When a property is sold, a Uniform Residential Appraisal Report is completed. A Uniform Residential Appraisal Report, or URAR, is one of the most common forms utilized in real estate. The report is used to appraise properties and provide reporting on and analysis of single-family dwellings. Lenders will utilize the URAR anytime a property is purchased or refinanced. Everything about the property is detailed on the URAR and is used to appraise the value of the property. If you are unfamiliar with the URAR, here is a breakdown of what to expect on and how to understand the report.
The first box of the URAR is the property description. This area provides an overview of the property being appraised. Information shown in this area is the property address, taxes, borrower, seller, occupant type, sales price and neighborhood (subdivision) name. In addition, the lender and appraiser information is listed.
Neighborhood and PUD
The second area of the URAR is the neighborhood and planned unit development (PUD) description. The neighborhood section gives an overview of the history of that particular area. Items detailed are location type, growth rate, property value and occupancy type. The PUD section concerns the homeowner’s association, amenities offered and total units within the neighborhood. In addition, marketability factors of the neighborhood, such as proximity to jobs and recreational areas, are noted.
The third area is where a detailed look at the property is noted. This area covers the property specs. Items such as utility type and zoning issues are noted. Other areas covered are a general description of the property and information about the interior and exterior design, insulation and equipment. Any areas requiring improvements are notated in this section. There is also a comments section in which the appraiser can expand upon any noted improvements, environmental issues and any additional features that were not a part of the original structure.

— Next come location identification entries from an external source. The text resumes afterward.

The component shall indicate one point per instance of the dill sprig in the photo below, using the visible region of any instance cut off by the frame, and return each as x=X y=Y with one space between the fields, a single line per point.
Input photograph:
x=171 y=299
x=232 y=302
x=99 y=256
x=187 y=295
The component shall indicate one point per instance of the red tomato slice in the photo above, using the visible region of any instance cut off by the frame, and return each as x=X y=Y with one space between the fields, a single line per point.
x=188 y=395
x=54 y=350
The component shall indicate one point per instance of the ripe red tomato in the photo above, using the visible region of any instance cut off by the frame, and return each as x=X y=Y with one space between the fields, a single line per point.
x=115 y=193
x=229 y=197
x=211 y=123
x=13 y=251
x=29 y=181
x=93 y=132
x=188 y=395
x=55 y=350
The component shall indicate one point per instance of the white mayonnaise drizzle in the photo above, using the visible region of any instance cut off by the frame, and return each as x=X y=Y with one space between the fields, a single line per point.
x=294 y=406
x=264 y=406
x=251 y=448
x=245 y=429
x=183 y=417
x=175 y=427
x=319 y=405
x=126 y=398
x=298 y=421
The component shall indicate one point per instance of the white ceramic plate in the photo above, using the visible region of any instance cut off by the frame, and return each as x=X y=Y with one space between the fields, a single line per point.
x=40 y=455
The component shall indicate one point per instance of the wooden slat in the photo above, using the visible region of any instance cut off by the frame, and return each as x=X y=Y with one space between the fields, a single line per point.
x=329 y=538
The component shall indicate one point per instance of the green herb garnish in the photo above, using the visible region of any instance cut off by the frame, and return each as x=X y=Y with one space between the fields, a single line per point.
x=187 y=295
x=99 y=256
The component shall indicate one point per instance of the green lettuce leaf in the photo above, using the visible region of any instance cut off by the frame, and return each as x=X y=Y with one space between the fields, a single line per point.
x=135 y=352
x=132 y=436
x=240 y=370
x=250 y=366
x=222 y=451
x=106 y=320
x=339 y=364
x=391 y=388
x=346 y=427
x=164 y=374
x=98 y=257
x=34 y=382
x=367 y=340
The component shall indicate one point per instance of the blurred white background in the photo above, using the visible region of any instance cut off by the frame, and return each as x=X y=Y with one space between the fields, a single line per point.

The final area of the URAR is the valuation portion. This is where your property value will be determined. Based off the findings from the first three sections, a monetary value will be attached to the property. In considering the value of the property, a comparison and analysis will be done on similar properties. The comparison and analysis (comps) compares the value of the identified properties to other homes in the same neighborhood with similar structures. The comparison and analysis helps to value the home in comparison to other homes in the neighborhood but at a value that is fair based on the condition of the particular property.
The final area of the URAR is the reconciliation. The reconciliation is a brief, final determination of the property's value. It states the condition of the property, conditions of the appraisal and the final value determination made by the appraiser. The appraiser must certify his or her findings by signing and dating the URAR and providing his or her licensing information on the report. If the report is not signed and dated, then the appraisal is not valid.